More gruesome still - The surgeries Cotton preformed were done in an era before the use of antibiotics, resulting in a high mortality rate due to postoperative infections. Many of the patients at Trenton Psychiatric were mentally handicapped, some quite severely so. Still, the fact that many of the people who went under Cotton's knife ended up dead some time thereafter was not lost on the patient populace. This resulted in patients who became very fearful of surgery, and accounts of patients who were literally dragged into the operating room in a state of panic. Eventually Cotton's methods began to draw the attention of other members in the medical field, members who felt that surgical procedures did little to help with one's mental state. To those ends, Dr. Meyer, head of the psychiatric clinic and training institution at John Hopkin's University was contacted to do an independent overview of the work occurring at Trenton Psyche. After Dr. Meyer had returned from a visit to the hospital which left him with concerns about Cotton's methods and the system by which his work was reviewedMeyer commissioned a member of his staff, Dr. Phyllis Greenacre, to critique Cotton's work at the hospital. Dr. Greenacre began her review in the fall of 1924.

Her initial feelings upon entering the hospital were unsettling - She remarked about how disturbing it was that most of the patients at the facility lacked teeth, making speech and the simple act of eating meals very difficult undertakings for them to preform, let alone for her to watch. When delving into the paperwork regarding Cotton's surgical treatments and results, she found the official records to be impossible to draw results from. Not only were they poorly documented, they also held many contradictions. By 1925 interest in the hospital reached the NJ State Senate, which launched their own investigation into the hospital and the practices of it's staff.

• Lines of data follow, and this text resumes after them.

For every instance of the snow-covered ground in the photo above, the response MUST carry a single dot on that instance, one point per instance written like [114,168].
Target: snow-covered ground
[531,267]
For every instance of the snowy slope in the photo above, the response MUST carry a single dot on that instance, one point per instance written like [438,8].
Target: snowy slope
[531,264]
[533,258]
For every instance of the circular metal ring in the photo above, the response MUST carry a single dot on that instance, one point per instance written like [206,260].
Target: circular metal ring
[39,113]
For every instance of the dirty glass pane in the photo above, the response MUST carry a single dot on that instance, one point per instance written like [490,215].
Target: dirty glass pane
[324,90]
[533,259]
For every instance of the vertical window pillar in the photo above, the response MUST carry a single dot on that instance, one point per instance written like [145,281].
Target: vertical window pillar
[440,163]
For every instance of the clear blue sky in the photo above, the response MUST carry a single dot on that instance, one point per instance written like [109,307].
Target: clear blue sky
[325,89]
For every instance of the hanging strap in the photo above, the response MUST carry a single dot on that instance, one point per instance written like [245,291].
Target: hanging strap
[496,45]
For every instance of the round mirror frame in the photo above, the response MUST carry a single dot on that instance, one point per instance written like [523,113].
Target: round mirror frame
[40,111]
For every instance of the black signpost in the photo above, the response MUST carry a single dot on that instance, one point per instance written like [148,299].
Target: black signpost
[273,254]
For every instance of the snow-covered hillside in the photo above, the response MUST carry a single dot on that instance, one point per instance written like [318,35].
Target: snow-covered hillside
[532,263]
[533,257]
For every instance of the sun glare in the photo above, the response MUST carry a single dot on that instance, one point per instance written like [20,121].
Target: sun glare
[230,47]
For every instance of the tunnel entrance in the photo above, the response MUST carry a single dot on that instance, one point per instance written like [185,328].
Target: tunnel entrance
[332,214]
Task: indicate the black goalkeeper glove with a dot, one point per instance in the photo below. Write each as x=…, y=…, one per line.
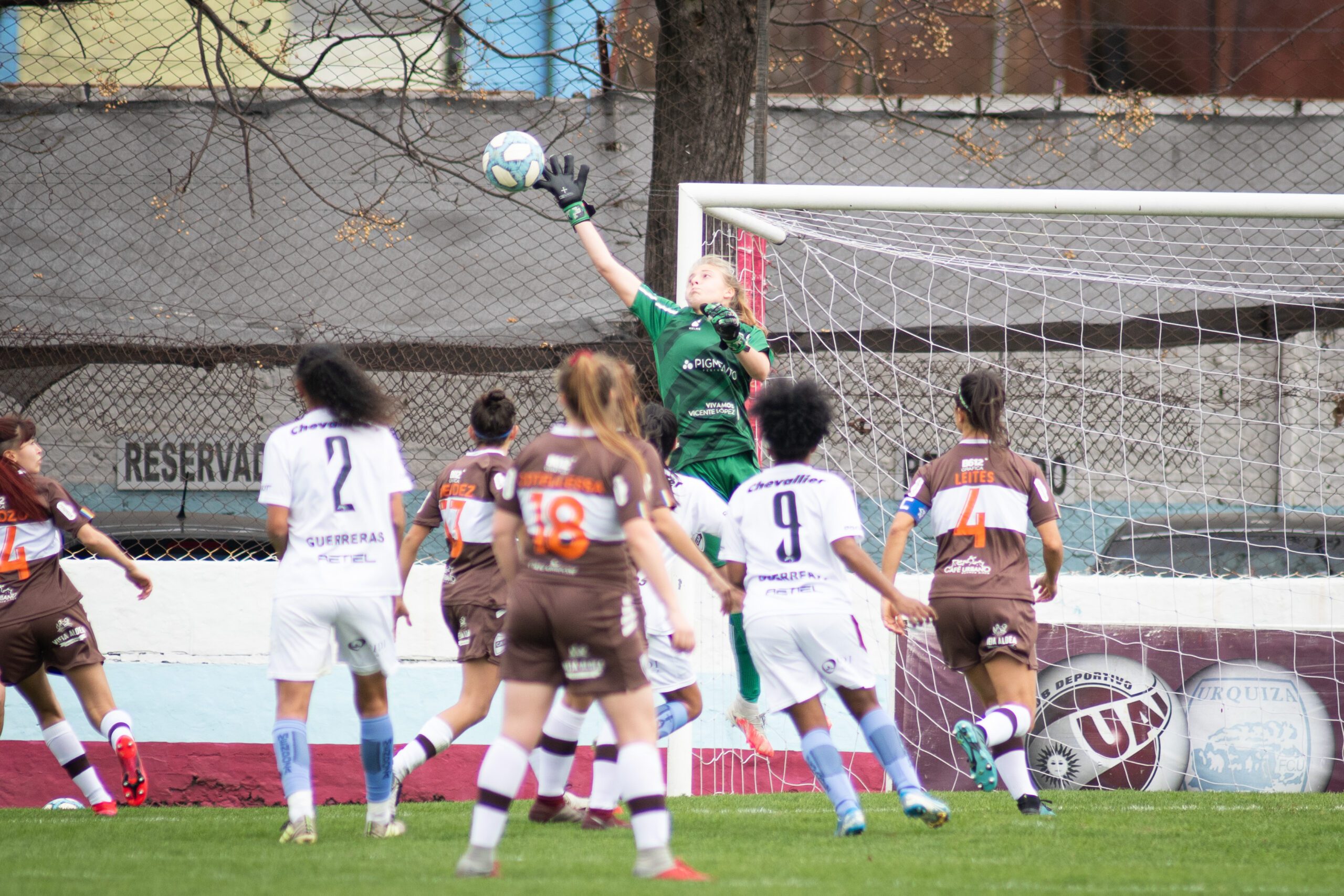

During this turbulent time Dr. Cotton became quite ill, with rumors surfacing that he suffered from a mental breakdown. Regardless, Cotton diagnosed himself as ailing from several infected teeth. After having them removed Cotton announced himself as cured, and returned to work at the hospital. Soon thereafter Cotton opened a private practice in Trenton NJ, which did very well and made him quite wealthy. During this time Dr. Meyer, who initiated the critique of Dr. Cotton's methods at Trenton Psychiatric, instructed Dr. Greenacre to cease her work. Despite her protest and request to complete her report on Cotton and his treatments Greenacre was reassigned and her report was left forever unfinished. The lack of third-party critique now meant that Dr. Cotton was free to continue his own work uninhibited. This was reprieve proved short-lived, as Cotton died of a sudden heart-attack in 1933. Upon his death, the New York Times, as well as numerous other professional publications in the United States and abroad heralded his death as a loss of one of society's greatest doctors.

Dr. Cotton's celebrated life work left hundreds dead and thousands mutilated.
























The gymnasium/auditorium became a storage room long ago.




Electricity still hums in portions of the buildings.